An external data source (also known as a federated data source) is a data source that you can query directly even though the data is not stored in BigQuery. Instead of loading or streaming the data, you create a table that references the external data source.
- Cloud Storage (CSV, Orc, Parquet, Avro, JSON, etc..)
- Cloud SQL (mySQL, SQL Server, PostGres)
- Google Drive (Google Sheets)
- BigTable
Refer to the documentation for a complete list.
In our example, we have a movie recommendations database stored in Cloud SQL (mySQL) that we want to query and possibly load into BigQuery for analytic workloads.
Goals
- Load and Query mySQL data using Cloud Shell
- Query the mySQL data directly from BigQuery
- Load the data into BigQuery using simple SQL DDL
- Create a recurring hourly export from mySQL --> BigQuery
https://cloud.google.com/sql/docs/postgres/import-export/importing#csv
gcloud sql instances create my-database --region=us-central1;
Navigate to Cloud SQL instances and confirm the database instance is being created. This takes 3-5 minutes.
While you wait, you can preview the data we will be loading in on movies and user ratings:
# Let's show the first 1000 bytes of Movie data:
gsutil cat -r 0-1000 'gs://movielens-demo/movies.csv';
# Let's show the first 500 bytes of user Ratings data:
gsutil cat -r 0-500 'gs://movielens-demo/ratings.csv';
Once your instance is created, let's create the movielens
database:
gcloud sql databases create movielens --instance=my-database;
gcloud sql databases list --instance=my-database;
Option 1: Using, Cloud Shell you can connect to your instance:
gcloud sql connect my-database -u root
When prompted, hit enter to leave the password blank.
Create the empty schema to hold our movie ratings data:
USE movielens;
CREATE TABLE movies (
movieId integer NOT NULL,
title varchar(200),
genres varchar(40)
);
CREATE TABLE ratings (
userId integer NOT NULL,
movieId integer NOT NULL,
rating float NOT NULL,
timestamp integer
);
# Confirm there is no data yet:
SELECT * FROM movies LIMIT 5;
SELECT * FROM ratings LIMIT 5;
In new Cloud Shell tab (not in mySQL SSH terminal):
gcloud sql import csv \
my-database gs://movielens-demo/movies.csv \
--database=movielens --table=movies;
gcloud sql import csv \
my-database gs://movielens-demo/ratings.csv \
--database=movielens --table=ratings;
When prompted, press Y to continue.
Loading ratings data will take 2-3 minutes (millions of ratings).

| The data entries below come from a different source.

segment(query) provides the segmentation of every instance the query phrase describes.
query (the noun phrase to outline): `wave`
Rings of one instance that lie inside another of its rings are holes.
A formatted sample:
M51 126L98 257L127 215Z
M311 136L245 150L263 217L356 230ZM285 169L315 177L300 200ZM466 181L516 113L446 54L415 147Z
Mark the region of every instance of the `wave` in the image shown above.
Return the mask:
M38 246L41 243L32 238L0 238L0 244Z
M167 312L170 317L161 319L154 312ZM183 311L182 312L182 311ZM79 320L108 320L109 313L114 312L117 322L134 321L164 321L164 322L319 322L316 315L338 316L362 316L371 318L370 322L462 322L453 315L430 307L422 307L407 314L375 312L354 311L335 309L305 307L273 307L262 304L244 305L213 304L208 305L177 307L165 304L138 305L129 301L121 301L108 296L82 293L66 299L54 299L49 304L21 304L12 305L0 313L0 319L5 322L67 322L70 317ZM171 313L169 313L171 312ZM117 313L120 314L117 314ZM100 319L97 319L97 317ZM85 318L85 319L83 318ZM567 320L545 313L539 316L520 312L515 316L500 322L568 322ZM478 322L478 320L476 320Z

Navigate back to your Cloud Shell mySQL SSH terminal tab and execute:
SELECT * FROM movies LIMIT 5;
SELECT COUNT(*) AS total_movies FROM movies;
SELECT * FROM ratings LIMIT 5;
SELECT COUNT(*) AS total_ratings FROM ratings;
We want to know the top 15 most watched movies and what their rating was.
SELECT
COUNT(rating) AS total_ratings,
AVG(rating) AS avg_score_0_5,
title
FROM ratings AS r
LEFT JOIN movies AS m
ON r.movieId = m.movieId
GROUP BY title
ORDER BY total_ratings DESC
LIMIT 15;
How long did the query take to run? Did it complete? Note: Move on after waiting for over a minute.
Is there a better alternative for running analytic workloads?
Enable the BigQuery Connection API
Note: Before running the command, replace YOUR-PROJECT-ID
in the two places below with your actual project ID.
bq mk --connection --connection_type='CLOUD_SQL' \
--properties='{"instanceId":"YOUR-PROJECT-ID:us-central1:my-database","database":"movielens","type":"MYSQL"}' \
--connection_credential='{"username":"root", "password":""}' \
--project_id=YOUR-PROJECT-ID --location=us movielens_bigquery_connection
Confirm you see a similar message:
Connection 123456.us.movielens_bigquery_connection successfully created
Navigate to BigQuery and run:
#BigQuery
SELECT total_ratings FROM
EXTERNAL_QUERY(
"qwiklabs-gcp-gcpd-2f6ffe6a37af.us.movielens_bigquery_connection",
"SELECT COUNT(*) AS total_ratings FROM movielens.ratings;"
);
Confirm you see the 20 million movie ratings from mySQL.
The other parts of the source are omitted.